Goodreads Description:
Everything you need to know about the beauty of modern physics in less than 100 pages.In seven brief lessons, Italian theoretical physicist Carlo Rovelli guides readers with admirable clarity through the most transformative physics breakthroughs of the twentieth and twenty-first centuries. This playful, entertaining and mind-bending introduction to modern physics, already a major bestseller in Italy, explains general relativity, quantum mechanics, elementary particles, gravity, black holes, the complex architecture of the universe, and the role of humans in the strange world Rovelli describes. This is a book about the joy of discovery. It takes readers to the frontiers of our knowledge: to the most minute reaches of the fabric of space, back to the origins of the cosmos, and into the workings of our minds. “Here, on the edge of what we know, in contact with the ocean of the unknown, shines the mystery and the beauty of the world,” Rovelli writes. “And it’s breathtaking.”

Review:
There isnt much I can say on this book, there isnt much that I can think about to be honest. Its the first book of its kind that I have come across and I went the audiobook version. It all pretty much felt like I was listening to a lecture but it was free and a lot more interesting that some lectures I have had to endure. The audiobook is pretty short but it is packed with interesting points. This is totally a book that can entice a lot of discussion between readers and at a book club, something that you should read with a buddy and discuss as you go along. Things would be a lot more interesting and fun that way.

Recommend it?
Yes with someone else. 

Thursday, October 11, 2018

Review: Into the Water by Paula Hawkins


Rate:
4/5

Goodreads Description:

A single mother turns up dead at the bottom of the river that runs through town. Earlier in the summer, a vulnerable teenage girl met the same fate. They are not the first women lost to these dark waters, but their deaths disturb the river and its history, dredging up secrets long submerged.


Left behind is a lonely fifteen-year-old girl. Parentless and friendless, she now finds herself in the care of her mother's sister, a fearful stranger who has been dragged back to the place she deliberately ran from—a place to which she vowed she'd never return.



With the same propulsive writing and acute understanding of human instincts that captivated millions of readers around the world in her explosive debut thriller, The Girl on the Train, Paula Hawkins delivers an urgent, twisting, deeply satisfying read that hinges on the deceptiveness of emotion and memory, as well as the devastating ways that the past can reach a long arm into the present.

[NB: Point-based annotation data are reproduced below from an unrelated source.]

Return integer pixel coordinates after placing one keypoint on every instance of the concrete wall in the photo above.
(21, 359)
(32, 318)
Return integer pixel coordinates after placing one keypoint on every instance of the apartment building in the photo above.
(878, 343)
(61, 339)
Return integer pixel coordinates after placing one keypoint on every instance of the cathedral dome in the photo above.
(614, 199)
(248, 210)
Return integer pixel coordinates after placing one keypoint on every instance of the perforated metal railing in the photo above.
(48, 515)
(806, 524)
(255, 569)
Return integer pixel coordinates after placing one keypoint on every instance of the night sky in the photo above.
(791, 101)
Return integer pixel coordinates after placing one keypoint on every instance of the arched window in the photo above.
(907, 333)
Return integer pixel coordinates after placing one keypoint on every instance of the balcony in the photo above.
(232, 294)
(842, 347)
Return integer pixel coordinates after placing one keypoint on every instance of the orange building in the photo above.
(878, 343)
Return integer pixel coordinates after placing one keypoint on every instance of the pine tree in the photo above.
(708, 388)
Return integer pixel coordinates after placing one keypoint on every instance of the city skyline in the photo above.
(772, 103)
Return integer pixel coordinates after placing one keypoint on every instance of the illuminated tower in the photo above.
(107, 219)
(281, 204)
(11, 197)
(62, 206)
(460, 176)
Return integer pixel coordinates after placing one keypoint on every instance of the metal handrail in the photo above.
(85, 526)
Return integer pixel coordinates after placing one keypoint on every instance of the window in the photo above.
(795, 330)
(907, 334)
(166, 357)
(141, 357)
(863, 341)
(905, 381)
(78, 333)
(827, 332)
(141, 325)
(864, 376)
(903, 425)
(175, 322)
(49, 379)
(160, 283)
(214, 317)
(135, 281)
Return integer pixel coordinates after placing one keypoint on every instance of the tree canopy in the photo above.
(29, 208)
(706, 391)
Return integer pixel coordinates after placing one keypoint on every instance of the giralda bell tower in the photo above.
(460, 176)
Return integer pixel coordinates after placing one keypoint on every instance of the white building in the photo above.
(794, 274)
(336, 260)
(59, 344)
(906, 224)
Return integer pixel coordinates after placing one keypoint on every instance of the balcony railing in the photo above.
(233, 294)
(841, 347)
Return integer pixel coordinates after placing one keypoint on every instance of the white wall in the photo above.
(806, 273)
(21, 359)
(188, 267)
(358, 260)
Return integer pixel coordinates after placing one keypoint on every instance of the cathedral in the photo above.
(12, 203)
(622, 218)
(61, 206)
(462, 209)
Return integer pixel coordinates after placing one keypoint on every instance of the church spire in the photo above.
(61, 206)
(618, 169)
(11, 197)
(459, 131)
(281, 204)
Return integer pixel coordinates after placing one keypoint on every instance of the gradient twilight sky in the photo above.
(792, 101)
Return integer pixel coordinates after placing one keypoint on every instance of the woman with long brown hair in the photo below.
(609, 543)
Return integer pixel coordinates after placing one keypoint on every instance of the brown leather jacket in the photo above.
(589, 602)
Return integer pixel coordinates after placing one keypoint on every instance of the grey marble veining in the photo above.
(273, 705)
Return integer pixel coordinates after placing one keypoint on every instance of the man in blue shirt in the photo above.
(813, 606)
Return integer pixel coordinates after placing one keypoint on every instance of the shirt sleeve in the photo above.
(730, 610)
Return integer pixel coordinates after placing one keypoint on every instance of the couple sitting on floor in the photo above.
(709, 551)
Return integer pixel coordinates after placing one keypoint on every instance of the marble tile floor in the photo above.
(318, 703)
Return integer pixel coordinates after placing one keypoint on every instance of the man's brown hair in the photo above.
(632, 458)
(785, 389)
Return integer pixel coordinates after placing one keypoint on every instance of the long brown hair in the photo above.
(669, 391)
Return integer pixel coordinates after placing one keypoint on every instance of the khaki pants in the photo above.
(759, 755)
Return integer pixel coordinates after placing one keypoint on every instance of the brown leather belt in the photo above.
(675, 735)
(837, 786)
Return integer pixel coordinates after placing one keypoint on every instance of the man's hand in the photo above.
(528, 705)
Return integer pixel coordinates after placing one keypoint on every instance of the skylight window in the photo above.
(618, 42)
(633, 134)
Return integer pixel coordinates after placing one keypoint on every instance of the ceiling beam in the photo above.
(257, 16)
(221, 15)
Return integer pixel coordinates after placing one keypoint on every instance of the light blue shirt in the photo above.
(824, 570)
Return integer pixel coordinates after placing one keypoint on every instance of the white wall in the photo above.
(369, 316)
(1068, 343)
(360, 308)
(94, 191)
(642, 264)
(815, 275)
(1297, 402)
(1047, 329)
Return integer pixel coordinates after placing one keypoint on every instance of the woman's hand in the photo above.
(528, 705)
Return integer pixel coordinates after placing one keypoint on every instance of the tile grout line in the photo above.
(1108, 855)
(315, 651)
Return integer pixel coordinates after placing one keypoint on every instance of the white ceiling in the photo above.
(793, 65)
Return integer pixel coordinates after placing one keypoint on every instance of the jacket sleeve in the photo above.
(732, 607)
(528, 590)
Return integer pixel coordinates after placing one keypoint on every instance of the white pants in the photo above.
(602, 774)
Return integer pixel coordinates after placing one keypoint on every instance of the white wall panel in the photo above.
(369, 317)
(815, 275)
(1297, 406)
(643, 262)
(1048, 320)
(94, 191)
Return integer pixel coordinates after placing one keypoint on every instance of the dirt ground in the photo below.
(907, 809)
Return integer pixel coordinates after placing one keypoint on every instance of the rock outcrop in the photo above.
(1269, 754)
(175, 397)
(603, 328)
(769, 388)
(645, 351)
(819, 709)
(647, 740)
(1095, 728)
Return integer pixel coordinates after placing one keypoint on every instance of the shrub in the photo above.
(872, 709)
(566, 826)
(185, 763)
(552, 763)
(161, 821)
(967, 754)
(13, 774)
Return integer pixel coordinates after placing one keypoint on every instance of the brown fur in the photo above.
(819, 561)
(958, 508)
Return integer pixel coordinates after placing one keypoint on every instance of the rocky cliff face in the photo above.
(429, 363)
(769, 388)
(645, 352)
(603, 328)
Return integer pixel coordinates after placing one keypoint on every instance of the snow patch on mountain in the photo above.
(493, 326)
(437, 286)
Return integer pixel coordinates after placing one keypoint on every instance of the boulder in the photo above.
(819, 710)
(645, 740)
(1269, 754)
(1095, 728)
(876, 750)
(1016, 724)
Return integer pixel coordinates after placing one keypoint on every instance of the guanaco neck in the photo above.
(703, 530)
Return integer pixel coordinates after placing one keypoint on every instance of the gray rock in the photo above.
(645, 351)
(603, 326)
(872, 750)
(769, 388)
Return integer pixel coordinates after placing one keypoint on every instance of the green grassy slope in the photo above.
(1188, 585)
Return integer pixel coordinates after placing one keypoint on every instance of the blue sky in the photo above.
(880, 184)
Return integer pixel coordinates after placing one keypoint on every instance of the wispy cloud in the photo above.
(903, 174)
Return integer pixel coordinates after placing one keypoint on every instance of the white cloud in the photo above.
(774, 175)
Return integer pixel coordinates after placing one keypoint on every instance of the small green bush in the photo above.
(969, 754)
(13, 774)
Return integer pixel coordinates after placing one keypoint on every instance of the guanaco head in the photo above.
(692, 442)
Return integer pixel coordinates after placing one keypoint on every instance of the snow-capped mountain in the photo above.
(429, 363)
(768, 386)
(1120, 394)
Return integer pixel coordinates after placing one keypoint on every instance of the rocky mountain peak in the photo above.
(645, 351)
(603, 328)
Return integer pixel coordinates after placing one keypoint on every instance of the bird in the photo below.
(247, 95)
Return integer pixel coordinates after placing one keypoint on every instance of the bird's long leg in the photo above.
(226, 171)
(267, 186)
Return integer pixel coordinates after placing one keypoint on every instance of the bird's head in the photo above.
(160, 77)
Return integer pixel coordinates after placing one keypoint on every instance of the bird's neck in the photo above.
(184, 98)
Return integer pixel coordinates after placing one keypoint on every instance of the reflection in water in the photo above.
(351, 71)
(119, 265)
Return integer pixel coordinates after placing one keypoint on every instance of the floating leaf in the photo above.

Beware a calm surface—you never know what lies beneath.


Review: 
This book wasn't as addicting as her first one was for me but it was still very interesting. At first it took me a bit to get into, not really caring much for the characters, but just like The Girl on the Train, doubts start to set in and the reader starts to get pulled in.
The way the story ran was slower than her first book, the thrill wasn't obvious.
Into the Water had an interesting background to offer the readers, making this little town seem very dark and sinister, the way you can only find in books. You get the feeling that everyone is hiding something, its just a matter of time before the secrets get out.